Asked whether such a war could spread beyond the Middle East, Dr Borck was less convinced.
He said: “I’m not sure about that. I think I could I could see a regional war that involves some external actors, primarily the United States or anyone else that wants to support Israel.
“What I don’t see right now, is any external power, actively supporting a kind of Iranian coalition – the sort of scenario where Russia or China come in behind Iran.
“I don’t think that’s realistic, I don’t think Russia or China would have enough interest because Iran is not important enough to them.”
Equally, Israel, while widely believed to have nuclear weapons, adhered to a strict “no-first use” doctrine meaning it would highly unlikely to use them, Dr Borck pointed out.
He said: “I think the whole notion of a nuclear escalation risk again, is going too far.
“Nevertheless, this is without doubt a really dangerous conflict, there’s no two ways about it and that is why the whole world is currently paying attention.
“Israel has the by far, the most capable, well equipped, battle-tested military in the Middle East. I think that can be said, it does not really have peer-competitors in the Middle East.
“But the really complicated thing is that it’s quite hard to compare, pound for pound if you will, the Israeli military with what Iran has.
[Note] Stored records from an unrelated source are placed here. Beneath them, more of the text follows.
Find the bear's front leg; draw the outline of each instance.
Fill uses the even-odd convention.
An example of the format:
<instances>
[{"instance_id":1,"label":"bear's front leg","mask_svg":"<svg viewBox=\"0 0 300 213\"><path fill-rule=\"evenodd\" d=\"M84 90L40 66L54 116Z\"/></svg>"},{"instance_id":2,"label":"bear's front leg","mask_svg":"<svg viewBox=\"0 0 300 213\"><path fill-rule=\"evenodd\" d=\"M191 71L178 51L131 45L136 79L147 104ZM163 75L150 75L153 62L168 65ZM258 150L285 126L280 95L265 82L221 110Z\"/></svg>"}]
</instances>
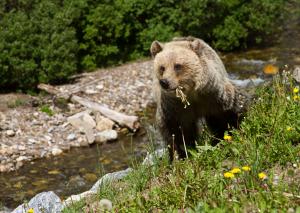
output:
<instances>
[{"instance_id":1,"label":"bear's front leg","mask_svg":"<svg viewBox=\"0 0 300 213\"><path fill-rule=\"evenodd\" d=\"M175 157L186 158L186 148L195 147L197 140L197 125L190 116L165 113L161 116L160 132L167 143L170 161ZM195 118L194 118L195 119Z\"/></svg>"}]
</instances>

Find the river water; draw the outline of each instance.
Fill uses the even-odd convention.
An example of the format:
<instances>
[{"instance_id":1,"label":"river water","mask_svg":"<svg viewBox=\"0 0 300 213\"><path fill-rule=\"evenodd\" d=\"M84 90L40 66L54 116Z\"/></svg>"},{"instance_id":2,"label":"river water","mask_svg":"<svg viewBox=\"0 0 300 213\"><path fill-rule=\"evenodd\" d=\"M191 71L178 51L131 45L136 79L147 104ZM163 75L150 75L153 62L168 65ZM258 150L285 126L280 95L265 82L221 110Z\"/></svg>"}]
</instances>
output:
<instances>
[{"instance_id":1,"label":"river water","mask_svg":"<svg viewBox=\"0 0 300 213\"><path fill-rule=\"evenodd\" d=\"M279 68L300 65L299 16L286 21L275 45L223 55L231 78L264 79L267 76L263 69L268 64ZM100 147L74 148L61 156L36 160L18 171L0 174L0 203L15 208L35 194L50 190L65 198L89 189L105 173L136 165L153 146L148 133L152 132L154 112L151 109L144 114L144 128L135 136L122 135L116 143Z\"/></svg>"}]
</instances>

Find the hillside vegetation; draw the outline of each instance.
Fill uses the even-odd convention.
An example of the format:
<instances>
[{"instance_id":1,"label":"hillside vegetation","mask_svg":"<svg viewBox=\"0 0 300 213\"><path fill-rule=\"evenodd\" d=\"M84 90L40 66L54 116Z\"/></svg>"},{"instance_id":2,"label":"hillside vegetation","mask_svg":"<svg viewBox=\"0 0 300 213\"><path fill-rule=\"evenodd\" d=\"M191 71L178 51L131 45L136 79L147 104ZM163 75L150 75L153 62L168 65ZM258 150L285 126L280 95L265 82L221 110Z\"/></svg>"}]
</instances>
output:
<instances>
[{"instance_id":1,"label":"hillside vegetation","mask_svg":"<svg viewBox=\"0 0 300 213\"><path fill-rule=\"evenodd\" d=\"M125 180L101 187L98 198L64 212L103 198L113 212L299 212L299 86L276 76L257 97L241 128L217 146L204 132L188 159L137 166Z\"/></svg>"}]
</instances>

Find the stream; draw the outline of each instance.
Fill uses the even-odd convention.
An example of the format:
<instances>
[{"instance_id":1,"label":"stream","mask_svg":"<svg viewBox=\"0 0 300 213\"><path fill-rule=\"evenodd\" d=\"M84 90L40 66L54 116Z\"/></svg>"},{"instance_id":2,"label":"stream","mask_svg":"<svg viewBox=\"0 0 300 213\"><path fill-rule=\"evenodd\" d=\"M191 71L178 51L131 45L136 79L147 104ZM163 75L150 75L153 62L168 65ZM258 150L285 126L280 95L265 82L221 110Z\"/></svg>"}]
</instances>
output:
<instances>
[{"instance_id":1,"label":"stream","mask_svg":"<svg viewBox=\"0 0 300 213\"><path fill-rule=\"evenodd\" d=\"M222 56L233 79L266 79L263 69L300 65L300 19L291 18L274 46L228 53ZM27 163L21 169L0 173L1 205L15 208L41 191L54 191L61 198L88 190L99 177L137 164L149 151L154 110L147 113L143 128L136 135L122 135L117 142L101 146L73 148L57 157Z\"/></svg>"}]
</instances>

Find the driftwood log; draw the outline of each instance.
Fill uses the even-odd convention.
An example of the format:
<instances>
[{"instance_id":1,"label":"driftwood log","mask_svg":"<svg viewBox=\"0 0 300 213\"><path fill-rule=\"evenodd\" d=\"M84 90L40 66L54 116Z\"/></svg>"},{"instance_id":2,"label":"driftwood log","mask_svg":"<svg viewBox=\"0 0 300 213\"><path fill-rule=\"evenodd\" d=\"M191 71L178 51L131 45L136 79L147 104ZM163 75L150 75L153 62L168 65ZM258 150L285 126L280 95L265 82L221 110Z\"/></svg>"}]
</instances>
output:
<instances>
[{"instance_id":1,"label":"driftwood log","mask_svg":"<svg viewBox=\"0 0 300 213\"><path fill-rule=\"evenodd\" d=\"M136 131L140 127L139 118L137 116L126 115L115 110L109 109L108 107L90 101L86 98L79 97L73 94L62 93L60 90L56 89L54 86L49 84L39 84L38 88L44 90L49 94L55 95L60 98L64 98L68 101L76 102L85 106L93 111L100 112L103 116L113 120L118 123L120 126L126 126L132 131Z\"/></svg>"},{"instance_id":2,"label":"driftwood log","mask_svg":"<svg viewBox=\"0 0 300 213\"><path fill-rule=\"evenodd\" d=\"M85 106L93 111L98 111L105 117L117 122L121 126L126 126L132 131L135 131L139 128L139 118L133 115L125 115L123 113L117 112L115 110L109 109L104 105L90 101L86 98L79 97L77 95L72 95L72 102L77 102L82 106Z\"/></svg>"}]
</instances>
“Because Iran has some conventional forces. But what makes Iran ‘special’ and something of a wildcard is its irregular warfare capacity, and its partners or proxies, these armed non-state actors, Hezbollah, militias in Iraq, Syria.
“They’re not necessarily part of the Iranians that have a chain of command, strictly speaking, but they’re clearly partners of Iran. And that is that makes it more complicated to compare.”